As countries marked the World Hand Hygiene Day on Saturday, May 5, 2018, some health experts have said that the habitual practice of good hand hygiene reduces incidences of diseases by a half.
They spoke with the News Agency of Nigeria (NAN) on Saturday in Lagos.
The World Hand Hygiene Day is commemorated annually on May 5.
The theme for the 2018 campaign is: “It’s in Your Hands – Prevent Sepsis in Health Care”.
It is illustrating the important relationship between good infection prevention and control practices, such as washing your hands and preventing sepsis.
Dr Yeside Adesiyun, a Senior Research Officer at the Federal Institute of Industrial Research (FIIRO), Oshodi in Lagos, said: “One thing that is clear from research is that developing the habit of hand washing with soap can reduce incidences of infections almost by a half.
“Research has also shown us over time that good hygiene, especially hand hygiene, is very much linked to better health outcomes.
“The consequences of poor hygiene are detrimental to the health of the whole family, especially children and so people need to make a personal commitment to good hygiene, particularly hand hygiene by washing the hands with clean water and soap.’’
Adesiyun, who is also a Nutritionist said: “Wash your hands when you walk into the house, when you want to eat and after eating, as well as after using the rest room.
“Also, before and after cleaning a child and touching contaminated or dirty items, the hands should be washed.
“People should wash their foods after purchasing them from the market place before consuming them; cooking items need to be washed with clean water and stored appropriately, to avoid allowing the growth of micro-organisms on them, ‘’ she said.
“Looking at malnutrition, one of the underlying causes is actually poor hygiene and an unsanitary environment.
“When there is poor hygiene and sanitation, at home, schools, offices and health facilities, risks of infections and diarrhoea diseases are a lot higher.
“Bad hygiene and sanitation can keep people in a cycle of poor health and malnutrition and for children, it can affect their growth and development and even cause death,’’ she said.
According to Adesiyun, creating good hand hygiene should not be isolated from maintaining a clean environment.
“Keeping our environment clean is very critical; it should be a community affair because we do not live in isolation.
“It is said that `cleanliness is next to godliness’ and since most people are religious, it makes sense to preach cleanliness even in our houses of worship and street associations.
“There should be efforts to ensure that gutters are cleaned, flooded street corners are drained to avoid breeding of vectors and reduce incidences of infections such as cholera, malaria and diarrhea,’’ she said.
Adesiyun said that it was important for clean water to be available to achieve the desired personal, environmental and public hygiene.
Also speaking, Olurotimi Awojide of the National Association of Nigerian Nurses and Midwives (NANNW), Lagos Chapter, said: “Good hygiene can be looked at from different perspectives starting from personal hygiene; individuals should take proper care of their body.

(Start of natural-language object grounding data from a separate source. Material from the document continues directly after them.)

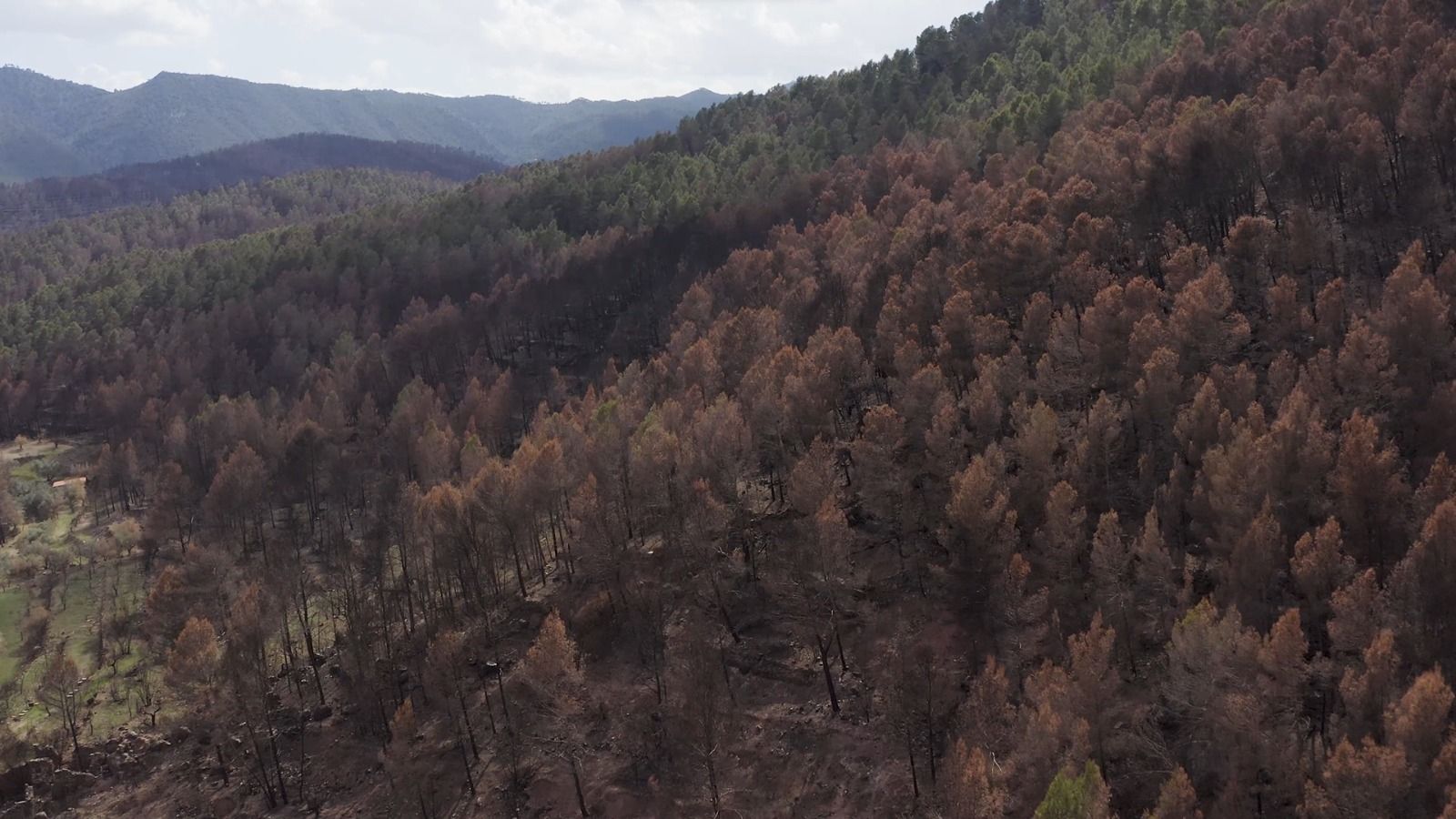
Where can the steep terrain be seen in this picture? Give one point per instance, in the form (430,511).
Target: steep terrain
(58,128)
(1050,420)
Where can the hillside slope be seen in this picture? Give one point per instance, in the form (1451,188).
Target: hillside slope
(56,128)
(1050,420)
(33,205)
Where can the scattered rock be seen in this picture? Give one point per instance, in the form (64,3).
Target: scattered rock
(69,784)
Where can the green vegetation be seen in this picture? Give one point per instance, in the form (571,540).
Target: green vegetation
(60,128)
(60,569)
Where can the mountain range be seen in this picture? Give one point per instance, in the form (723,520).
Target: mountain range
(41,201)
(55,127)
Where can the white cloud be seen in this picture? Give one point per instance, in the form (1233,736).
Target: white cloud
(545,50)
(133,22)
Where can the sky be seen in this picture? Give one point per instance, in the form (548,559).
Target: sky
(538,50)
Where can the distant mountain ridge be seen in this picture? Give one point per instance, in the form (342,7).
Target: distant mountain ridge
(40,201)
(60,128)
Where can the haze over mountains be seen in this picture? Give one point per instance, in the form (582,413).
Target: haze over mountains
(53,127)
(1055,419)
(41,201)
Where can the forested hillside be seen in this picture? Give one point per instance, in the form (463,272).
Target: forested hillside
(58,128)
(43,201)
(1050,420)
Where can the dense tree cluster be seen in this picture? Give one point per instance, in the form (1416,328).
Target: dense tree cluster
(1045,465)
(38,203)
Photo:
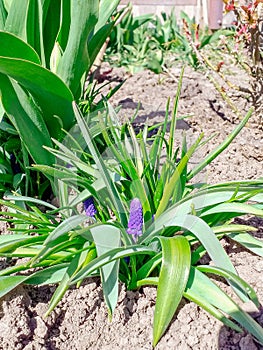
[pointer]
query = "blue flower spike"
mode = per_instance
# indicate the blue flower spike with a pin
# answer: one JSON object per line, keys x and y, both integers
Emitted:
{"x": 89, "y": 207}
{"x": 135, "y": 224}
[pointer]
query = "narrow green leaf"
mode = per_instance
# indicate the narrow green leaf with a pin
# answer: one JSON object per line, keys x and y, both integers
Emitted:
{"x": 116, "y": 200}
{"x": 107, "y": 238}
{"x": 238, "y": 208}
{"x": 248, "y": 241}
{"x": 3, "y": 15}
{"x": 106, "y": 8}
{"x": 17, "y": 18}
{"x": 8, "y": 283}
{"x": 171, "y": 184}
{"x": 176, "y": 260}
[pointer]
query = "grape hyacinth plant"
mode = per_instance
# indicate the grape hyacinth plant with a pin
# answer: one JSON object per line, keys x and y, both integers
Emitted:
{"x": 135, "y": 224}
{"x": 130, "y": 186}
{"x": 89, "y": 207}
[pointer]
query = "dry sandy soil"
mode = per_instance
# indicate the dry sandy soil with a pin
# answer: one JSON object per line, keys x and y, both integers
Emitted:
{"x": 80, "y": 321}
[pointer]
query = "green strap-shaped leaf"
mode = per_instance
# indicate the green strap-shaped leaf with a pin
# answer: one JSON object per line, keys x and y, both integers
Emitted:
{"x": 27, "y": 119}
{"x": 13, "y": 47}
{"x": 105, "y": 11}
{"x": 3, "y": 15}
{"x": 248, "y": 241}
{"x": 51, "y": 93}
{"x": 17, "y": 18}
{"x": 238, "y": 208}
{"x": 106, "y": 238}
{"x": 108, "y": 257}
{"x": 172, "y": 183}
{"x": 176, "y": 260}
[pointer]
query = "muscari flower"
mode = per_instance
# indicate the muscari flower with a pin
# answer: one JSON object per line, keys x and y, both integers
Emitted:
{"x": 135, "y": 223}
{"x": 89, "y": 207}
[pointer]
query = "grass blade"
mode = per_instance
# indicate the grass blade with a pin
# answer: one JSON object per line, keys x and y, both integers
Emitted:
{"x": 173, "y": 278}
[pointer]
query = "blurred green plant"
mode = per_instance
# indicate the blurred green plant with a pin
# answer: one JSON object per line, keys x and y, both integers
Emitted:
{"x": 146, "y": 222}
{"x": 157, "y": 43}
{"x": 47, "y": 49}
{"x": 240, "y": 56}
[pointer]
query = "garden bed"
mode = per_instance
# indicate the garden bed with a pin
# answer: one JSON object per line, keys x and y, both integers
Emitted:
{"x": 80, "y": 321}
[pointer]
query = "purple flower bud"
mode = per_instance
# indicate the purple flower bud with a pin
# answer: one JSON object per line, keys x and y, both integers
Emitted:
{"x": 135, "y": 223}
{"x": 89, "y": 207}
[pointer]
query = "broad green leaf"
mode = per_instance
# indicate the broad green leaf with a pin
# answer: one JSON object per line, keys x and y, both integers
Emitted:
{"x": 206, "y": 197}
{"x": 51, "y": 21}
{"x": 66, "y": 226}
{"x": 115, "y": 198}
{"x": 176, "y": 260}
{"x": 3, "y": 15}
{"x": 17, "y": 19}
{"x": 171, "y": 184}
{"x": 202, "y": 231}
{"x": 106, "y": 238}
{"x": 238, "y": 208}
{"x": 27, "y": 119}
{"x": 14, "y": 47}
{"x": 63, "y": 285}
{"x": 109, "y": 257}
{"x": 53, "y": 96}
{"x": 8, "y": 283}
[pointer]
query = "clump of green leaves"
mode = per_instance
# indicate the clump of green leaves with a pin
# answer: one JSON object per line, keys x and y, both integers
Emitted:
{"x": 179, "y": 221}
{"x": 47, "y": 49}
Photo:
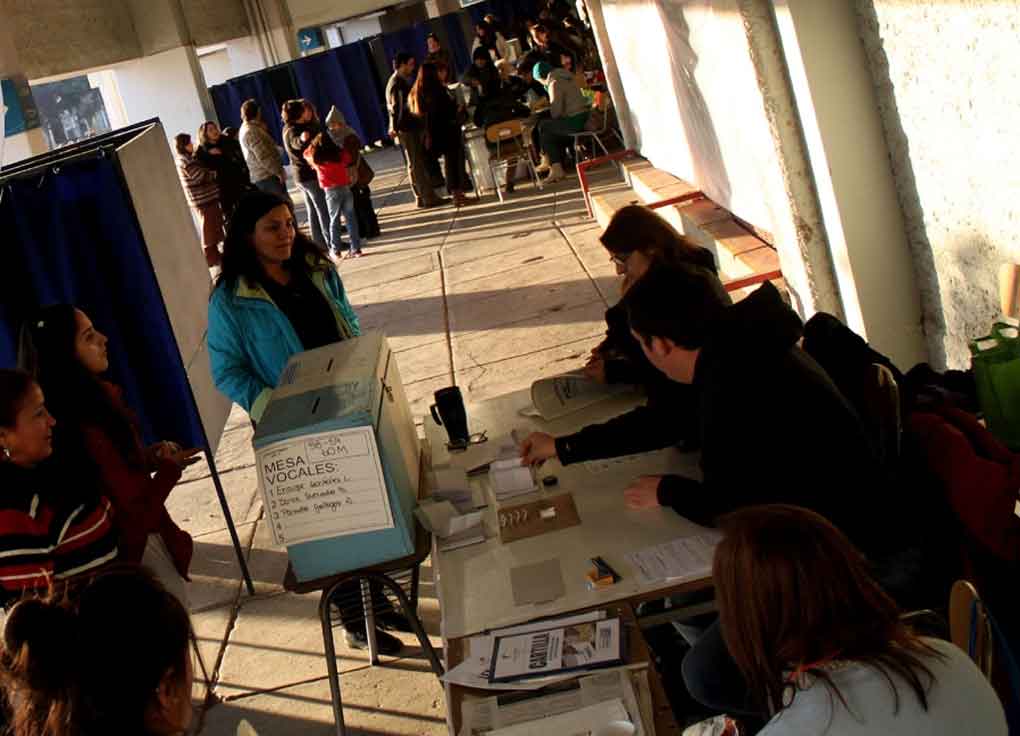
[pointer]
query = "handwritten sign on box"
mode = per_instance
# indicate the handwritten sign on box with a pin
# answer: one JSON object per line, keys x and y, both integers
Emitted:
{"x": 323, "y": 485}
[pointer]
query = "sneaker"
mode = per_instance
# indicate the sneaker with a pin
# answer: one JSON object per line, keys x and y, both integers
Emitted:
{"x": 386, "y": 643}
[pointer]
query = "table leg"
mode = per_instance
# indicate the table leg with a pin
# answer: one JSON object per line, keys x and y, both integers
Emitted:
{"x": 330, "y": 660}
{"x": 368, "y": 607}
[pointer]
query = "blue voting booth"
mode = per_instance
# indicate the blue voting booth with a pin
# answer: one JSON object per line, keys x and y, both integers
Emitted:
{"x": 338, "y": 459}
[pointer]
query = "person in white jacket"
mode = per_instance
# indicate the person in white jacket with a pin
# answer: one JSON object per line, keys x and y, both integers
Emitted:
{"x": 568, "y": 110}
{"x": 264, "y": 161}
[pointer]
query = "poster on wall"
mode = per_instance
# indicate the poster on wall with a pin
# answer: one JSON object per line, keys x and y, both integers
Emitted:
{"x": 21, "y": 113}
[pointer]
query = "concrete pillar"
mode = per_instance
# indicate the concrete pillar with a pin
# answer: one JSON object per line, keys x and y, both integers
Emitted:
{"x": 849, "y": 162}
{"x": 30, "y": 142}
{"x": 168, "y": 86}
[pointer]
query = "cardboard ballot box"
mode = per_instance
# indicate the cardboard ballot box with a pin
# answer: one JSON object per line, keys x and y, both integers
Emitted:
{"x": 338, "y": 459}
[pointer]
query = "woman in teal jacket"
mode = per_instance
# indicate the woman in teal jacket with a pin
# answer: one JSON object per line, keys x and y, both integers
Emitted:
{"x": 277, "y": 295}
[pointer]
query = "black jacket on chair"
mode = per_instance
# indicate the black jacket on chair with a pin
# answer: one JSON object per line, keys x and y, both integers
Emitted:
{"x": 774, "y": 428}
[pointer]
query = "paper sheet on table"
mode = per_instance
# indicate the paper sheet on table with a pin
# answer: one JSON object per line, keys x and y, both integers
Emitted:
{"x": 483, "y": 715}
{"x": 689, "y": 558}
{"x": 538, "y": 583}
{"x": 581, "y": 722}
{"x": 473, "y": 671}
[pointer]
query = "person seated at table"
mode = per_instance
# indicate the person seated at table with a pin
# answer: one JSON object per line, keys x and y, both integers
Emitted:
{"x": 568, "y": 113}
{"x": 482, "y": 76}
{"x": 636, "y": 240}
{"x": 810, "y": 642}
{"x": 112, "y": 659}
{"x": 772, "y": 426}
{"x": 491, "y": 40}
{"x": 430, "y": 101}
{"x": 68, "y": 356}
{"x": 54, "y": 526}
{"x": 435, "y": 51}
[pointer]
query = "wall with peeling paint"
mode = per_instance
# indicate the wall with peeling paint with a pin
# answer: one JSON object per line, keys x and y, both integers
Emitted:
{"x": 947, "y": 76}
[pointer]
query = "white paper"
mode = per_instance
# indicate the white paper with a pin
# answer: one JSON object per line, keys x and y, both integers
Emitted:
{"x": 582, "y": 722}
{"x": 552, "y": 650}
{"x": 323, "y": 485}
{"x": 689, "y": 557}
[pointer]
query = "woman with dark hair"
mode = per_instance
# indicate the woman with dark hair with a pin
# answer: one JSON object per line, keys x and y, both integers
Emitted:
{"x": 276, "y": 296}
{"x": 636, "y": 240}
{"x": 68, "y": 357}
{"x": 491, "y": 40}
{"x": 111, "y": 659}
{"x": 54, "y": 526}
{"x": 223, "y": 155}
{"x": 820, "y": 648}
{"x": 430, "y": 101}
{"x": 203, "y": 195}
{"x": 332, "y": 165}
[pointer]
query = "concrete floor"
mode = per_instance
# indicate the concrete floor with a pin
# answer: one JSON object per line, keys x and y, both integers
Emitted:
{"x": 490, "y": 297}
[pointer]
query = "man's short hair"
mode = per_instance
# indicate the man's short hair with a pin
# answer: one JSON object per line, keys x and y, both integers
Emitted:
{"x": 249, "y": 110}
{"x": 680, "y": 303}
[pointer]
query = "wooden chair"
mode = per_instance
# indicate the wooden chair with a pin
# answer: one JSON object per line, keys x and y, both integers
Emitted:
{"x": 511, "y": 149}
{"x": 970, "y": 628}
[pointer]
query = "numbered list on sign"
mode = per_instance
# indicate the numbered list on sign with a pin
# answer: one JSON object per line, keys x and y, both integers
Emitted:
{"x": 323, "y": 485}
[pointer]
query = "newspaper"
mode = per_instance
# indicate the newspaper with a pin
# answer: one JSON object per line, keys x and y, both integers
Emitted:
{"x": 557, "y": 649}
{"x": 473, "y": 671}
{"x": 561, "y": 395}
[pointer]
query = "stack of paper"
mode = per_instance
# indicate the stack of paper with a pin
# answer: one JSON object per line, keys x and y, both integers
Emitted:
{"x": 451, "y": 527}
{"x": 510, "y": 477}
{"x": 452, "y": 484}
{"x": 683, "y": 559}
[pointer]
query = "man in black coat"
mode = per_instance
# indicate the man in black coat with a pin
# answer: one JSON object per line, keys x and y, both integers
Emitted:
{"x": 772, "y": 426}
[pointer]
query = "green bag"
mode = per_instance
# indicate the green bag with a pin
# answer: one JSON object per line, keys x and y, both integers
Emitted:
{"x": 996, "y": 363}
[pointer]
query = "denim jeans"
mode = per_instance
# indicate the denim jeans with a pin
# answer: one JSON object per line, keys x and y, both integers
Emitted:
{"x": 318, "y": 212}
{"x": 341, "y": 200}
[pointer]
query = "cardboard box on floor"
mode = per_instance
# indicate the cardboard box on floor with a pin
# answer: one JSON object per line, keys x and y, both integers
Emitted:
{"x": 338, "y": 459}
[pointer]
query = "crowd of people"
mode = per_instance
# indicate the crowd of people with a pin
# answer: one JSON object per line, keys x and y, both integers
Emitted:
{"x": 328, "y": 167}
{"x": 810, "y": 580}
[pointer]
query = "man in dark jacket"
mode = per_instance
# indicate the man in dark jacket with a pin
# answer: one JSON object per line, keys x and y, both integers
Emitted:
{"x": 406, "y": 128}
{"x": 773, "y": 427}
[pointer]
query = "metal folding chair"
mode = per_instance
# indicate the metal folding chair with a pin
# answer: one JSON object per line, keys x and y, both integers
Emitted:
{"x": 511, "y": 149}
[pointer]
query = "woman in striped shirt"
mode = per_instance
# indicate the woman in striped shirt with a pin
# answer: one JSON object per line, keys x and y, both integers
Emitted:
{"x": 51, "y": 529}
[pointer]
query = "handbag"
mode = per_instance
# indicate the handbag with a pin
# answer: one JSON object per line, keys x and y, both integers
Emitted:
{"x": 996, "y": 364}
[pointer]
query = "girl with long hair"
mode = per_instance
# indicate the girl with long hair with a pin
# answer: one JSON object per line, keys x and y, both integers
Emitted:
{"x": 54, "y": 526}
{"x": 820, "y": 647}
{"x": 430, "y": 101}
{"x": 111, "y": 659}
{"x": 69, "y": 357}
{"x": 332, "y": 164}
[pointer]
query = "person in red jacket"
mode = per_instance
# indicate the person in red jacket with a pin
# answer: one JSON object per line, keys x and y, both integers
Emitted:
{"x": 67, "y": 355}
{"x": 332, "y": 165}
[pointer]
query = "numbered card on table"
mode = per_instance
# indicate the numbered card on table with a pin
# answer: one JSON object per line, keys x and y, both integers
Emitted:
{"x": 323, "y": 485}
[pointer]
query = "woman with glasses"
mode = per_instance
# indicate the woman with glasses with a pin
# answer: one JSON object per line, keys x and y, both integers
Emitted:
{"x": 635, "y": 240}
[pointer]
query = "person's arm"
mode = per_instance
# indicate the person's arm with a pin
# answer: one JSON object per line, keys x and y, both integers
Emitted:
{"x": 640, "y": 430}
{"x": 137, "y": 496}
{"x": 232, "y": 371}
{"x": 557, "y": 100}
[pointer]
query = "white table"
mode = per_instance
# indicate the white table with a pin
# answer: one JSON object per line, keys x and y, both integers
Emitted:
{"x": 473, "y": 582}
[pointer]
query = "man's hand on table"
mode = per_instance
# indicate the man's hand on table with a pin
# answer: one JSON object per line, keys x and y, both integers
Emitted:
{"x": 644, "y": 492}
{"x": 537, "y": 448}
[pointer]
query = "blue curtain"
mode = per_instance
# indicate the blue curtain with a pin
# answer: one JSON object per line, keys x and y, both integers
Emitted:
{"x": 366, "y": 89}
{"x": 459, "y": 45}
{"x": 70, "y": 235}
{"x": 227, "y": 104}
{"x": 321, "y": 81}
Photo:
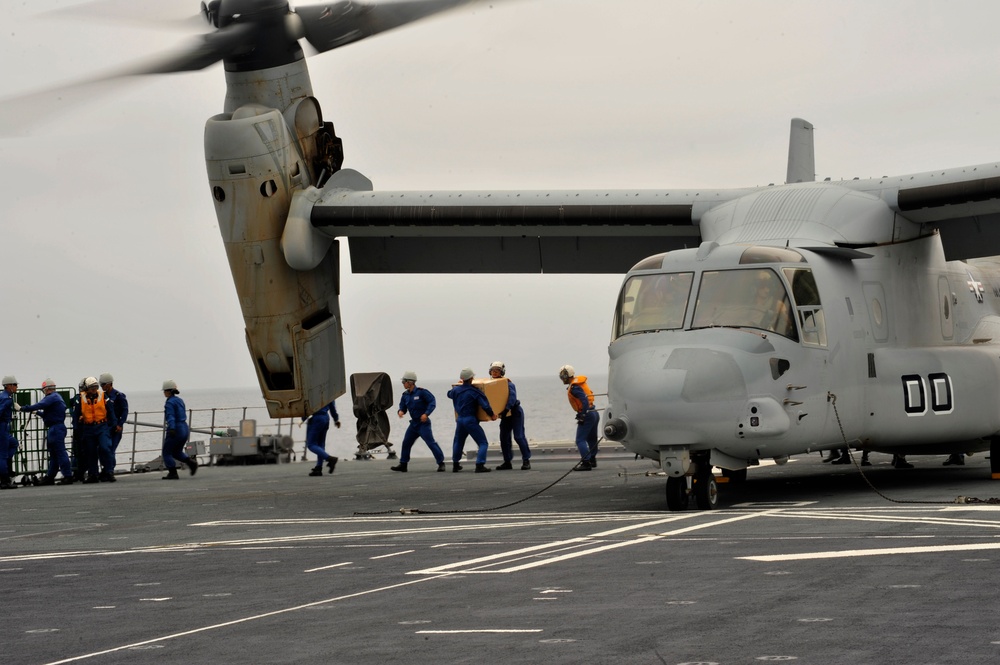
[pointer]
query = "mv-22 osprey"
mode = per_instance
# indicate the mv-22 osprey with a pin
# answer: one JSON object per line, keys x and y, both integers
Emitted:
{"x": 768, "y": 322}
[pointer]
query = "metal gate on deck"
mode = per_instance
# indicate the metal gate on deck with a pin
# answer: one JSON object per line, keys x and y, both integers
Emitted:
{"x": 32, "y": 456}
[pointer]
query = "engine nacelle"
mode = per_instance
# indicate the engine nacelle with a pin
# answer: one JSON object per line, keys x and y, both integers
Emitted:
{"x": 293, "y": 330}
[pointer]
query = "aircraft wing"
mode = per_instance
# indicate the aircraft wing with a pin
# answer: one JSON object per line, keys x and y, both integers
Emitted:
{"x": 511, "y": 231}
{"x": 962, "y": 203}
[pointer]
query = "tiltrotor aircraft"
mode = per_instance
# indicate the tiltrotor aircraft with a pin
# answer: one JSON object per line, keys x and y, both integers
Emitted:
{"x": 767, "y": 322}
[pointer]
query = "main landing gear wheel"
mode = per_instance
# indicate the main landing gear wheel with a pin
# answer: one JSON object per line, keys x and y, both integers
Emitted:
{"x": 706, "y": 491}
{"x": 677, "y": 497}
{"x": 735, "y": 477}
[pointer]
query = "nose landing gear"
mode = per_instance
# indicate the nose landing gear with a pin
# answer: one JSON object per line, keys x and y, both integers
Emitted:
{"x": 702, "y": 486}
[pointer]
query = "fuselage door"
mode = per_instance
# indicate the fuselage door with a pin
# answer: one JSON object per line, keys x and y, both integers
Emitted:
{"x": 944, "y": 298}
{"x": 875, "y": 298}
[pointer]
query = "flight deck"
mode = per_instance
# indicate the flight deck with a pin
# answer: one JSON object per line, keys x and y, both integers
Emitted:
{"x": 803, "y": 563}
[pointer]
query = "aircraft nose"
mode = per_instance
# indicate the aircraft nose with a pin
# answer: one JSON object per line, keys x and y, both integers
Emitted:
{"x": 676, "y": 396}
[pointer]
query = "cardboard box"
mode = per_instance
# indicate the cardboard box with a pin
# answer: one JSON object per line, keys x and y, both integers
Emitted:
{"x": 496, "y": 391}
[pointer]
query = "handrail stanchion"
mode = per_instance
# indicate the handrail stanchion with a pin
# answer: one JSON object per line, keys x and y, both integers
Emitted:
{"x": 135, "y": 426}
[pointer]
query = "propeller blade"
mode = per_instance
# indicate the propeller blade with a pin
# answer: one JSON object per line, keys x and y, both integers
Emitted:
{"x": 210, "y": 48}
{"x": 334, "y": 25}
{"x": 161, "y": 14}
{"x": 20, "y": 113}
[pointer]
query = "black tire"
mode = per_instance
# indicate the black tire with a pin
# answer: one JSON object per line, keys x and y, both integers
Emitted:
{"x": 677, "y": 496}
{"x": 735, "y": 477}
{"x": 706, "y": 491}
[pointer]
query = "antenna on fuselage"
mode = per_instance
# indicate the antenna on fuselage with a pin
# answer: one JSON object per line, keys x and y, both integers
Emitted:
{"x": 801, "y": 153}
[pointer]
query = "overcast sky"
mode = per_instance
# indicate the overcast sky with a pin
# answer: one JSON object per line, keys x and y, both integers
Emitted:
{"x": 112, "y": 258}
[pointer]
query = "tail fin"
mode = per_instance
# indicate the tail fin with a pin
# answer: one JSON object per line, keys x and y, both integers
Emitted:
{"x": 801, "y": 153}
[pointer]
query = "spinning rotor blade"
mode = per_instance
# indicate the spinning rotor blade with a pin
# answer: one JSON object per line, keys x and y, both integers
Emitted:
{"x": 334, "y": 25}
{"x": 162, "y": 14}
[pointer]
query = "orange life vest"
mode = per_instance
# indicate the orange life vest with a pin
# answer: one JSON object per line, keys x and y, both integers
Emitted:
{"x": 577, "y": 405}
{"x": 93, "y": 412}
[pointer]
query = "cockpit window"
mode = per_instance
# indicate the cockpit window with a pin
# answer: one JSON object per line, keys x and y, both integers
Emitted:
{"x": 808, "y": 308}
{"x": 653, "y": 302}
{"x": 749, "y": 298}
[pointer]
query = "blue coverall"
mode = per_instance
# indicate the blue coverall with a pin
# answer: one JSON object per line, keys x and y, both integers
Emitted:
{"x": 467, "y": 397}
{"x": 587, "y": 421}
{"x": 419, "y": 403}
{"x": 93, "y": 440}
{"x": 53, "y": 410}
{"x": 121, "y": 415}
{"x": 175, "y": 419}
{"x": 8, "y": 444}
{"x": 316, "y": 429}
{"x": 512, "y": 422}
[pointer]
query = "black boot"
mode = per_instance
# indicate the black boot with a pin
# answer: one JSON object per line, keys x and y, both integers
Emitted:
{"x": 957, "y": 459}
{"x": 845, "y": 458}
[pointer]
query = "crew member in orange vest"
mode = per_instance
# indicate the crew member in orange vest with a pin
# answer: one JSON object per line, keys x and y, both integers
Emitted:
{"x": 93, "y": 420}
{"x": 581, "y": 398}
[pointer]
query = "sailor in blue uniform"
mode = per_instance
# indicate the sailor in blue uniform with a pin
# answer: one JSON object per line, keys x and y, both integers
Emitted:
{"x": 8, "y": 444}
{"x": 419, "y": 403}
{"x": 121, "y": 415}
{"x": 467, "y": 397}
{"x": 511, "y": 423}
{"x": 316, "y": 429}
{"x": 175, "y": 421}
{"x": 53, "y": 411}
{"x": 93, "y": 420}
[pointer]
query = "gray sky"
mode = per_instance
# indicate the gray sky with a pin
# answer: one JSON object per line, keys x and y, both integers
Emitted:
{"x": 113, "y": 261}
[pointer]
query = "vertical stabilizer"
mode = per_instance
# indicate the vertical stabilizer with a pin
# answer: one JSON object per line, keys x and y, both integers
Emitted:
{"x": 801, "y": 154}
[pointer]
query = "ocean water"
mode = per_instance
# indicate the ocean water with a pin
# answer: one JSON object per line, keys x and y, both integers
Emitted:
{"x": 547, "y": 415}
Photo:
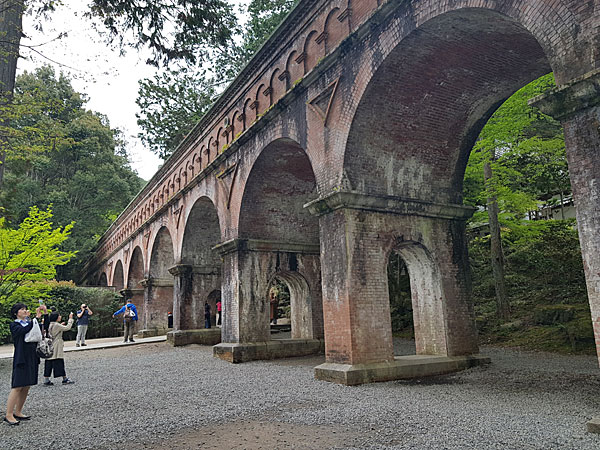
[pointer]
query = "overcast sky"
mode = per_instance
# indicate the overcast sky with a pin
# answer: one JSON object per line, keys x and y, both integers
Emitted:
{"x": 109, "y": 80}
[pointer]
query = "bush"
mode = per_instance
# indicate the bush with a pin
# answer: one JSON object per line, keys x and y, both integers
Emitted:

“This can be achieved through bathing, brushing of teeth, washing of clothing and so on.
“In health facilities, factories and companies, a high standard of hygiene is also required.
“However, the main purpose of this world hand hygiene day is to further remind us of the need to prevent the spread of infections,’’ he said.
“Unclean hands are reservoirs for majority of disease-causing organisms.
“Individuals, especially health workers, are expected to wash their hands before and after attending to each patient.
“This is critical to prevent infections such as sepsis.
“Hands should be washed with liquid soap under clean running water,’’ Awojide said.